A string of solid U.S. economic data over the past week has boosted expectations that the Fed will be in no hurry to lower the funds rate from 5.25 percent, as many had expected towards the end of 2006.

Investors will pore over a retail sales report for December at 1330 GMT for more clues on the strength of the U.S. economy and the Fed's future policy path.

''The dollar's strong performance stands out as expectations for Fed rate cuts are receding,'' said Tohru Sasaki, chief forex strategist at JPMorgan Chase Bank in Tokyo.

''The risk of better-than-expected retail sales data prompting dollar buying is high,'' Sasaki said.

Economists expect the headline retail sales number to show a 0.6 percent rise in the holiday shopping month of December, slowing from the robust 1.0 percent increase in November.

The euro extended its slide a day after European Central Bank President Jean-Claude Trichet failed to signal a February rate rise in comments made after a policy meeting.

The ECB left rates at 3.50 percent at the meeting on Thursday, as expected, but many market players had hoped for a clear signal for a rate rise next month.

In a Reuters poll taken after the meeting, the median forecast showed an 80 percent chance of a 25-basis-point rate hike in March. For details see The euro edged up to $1.2900 after touching a 1-1/2-month low of $1.2877 on electronic trading platform EBS earlier on Friday.

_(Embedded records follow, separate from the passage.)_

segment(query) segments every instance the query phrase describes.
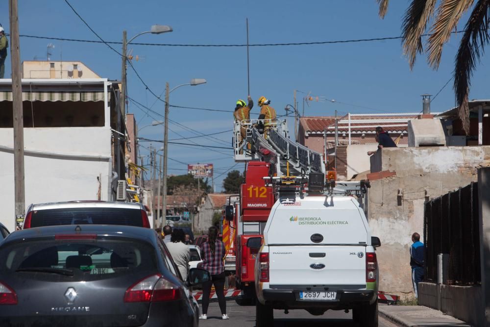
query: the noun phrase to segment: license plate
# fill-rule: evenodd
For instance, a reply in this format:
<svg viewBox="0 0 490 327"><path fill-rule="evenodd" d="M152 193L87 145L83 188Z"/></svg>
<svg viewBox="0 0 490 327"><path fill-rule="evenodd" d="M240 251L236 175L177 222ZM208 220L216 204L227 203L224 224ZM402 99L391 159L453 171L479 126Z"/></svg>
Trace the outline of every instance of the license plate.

The dollar reached a 13-month peak of 120.74 yen on EBS before easing to 120.55 yen little changed on the day.

The U.S. currency surged on Thursday past the key 120 yen level for the first time since December 2005, despite the possibility that the Bank of Japan could raise the overnight call rate to a decade-high 0.5 percent from 0.25 percent next week.

Investors believe a rate rise would not change the yen's position as the lowest-yielding currency among industrialised countries or dull the market's interest to borrow yen and use the funds to buy higher-yielding assets in the carry trade.

''The dollar's rally against the yen is unlikely to end soon as more investors believe the yield difference between the two will remain wide,'' said Nobuo Ibaraki, forex manager at Nomura Trust and Banking Co.

BOJ Governor Toshihiko Fukui provided no clues on a January rate increase in a speech on Friday to a meeting of the BOJ's regional branch managers, only reiterating that the central bank will closely watch economic and price conditions for policy.

In the BOJ's report on regional economic conditions, the central bank said the economy was expanding moderately and all regions were growing or in a recovery trend.

It also said retail sales, a soft spot for the economy, were buoyant in many regions at year-end.

Sterling held steady around $1.9465 The pound rallied to a 10-year high on a trade-weighted basis and 18-month highs against the euro on Thursday as the Bank of England unexpectedly lift interest rates to 5.25 percent, matching the U.S. funds rate.

The euro changed hands at 66.29 pence after having tumbled 1 percent on Thursday to a low of 66.26 pence, suffering its biggest one-day drop against the pound in 19 months.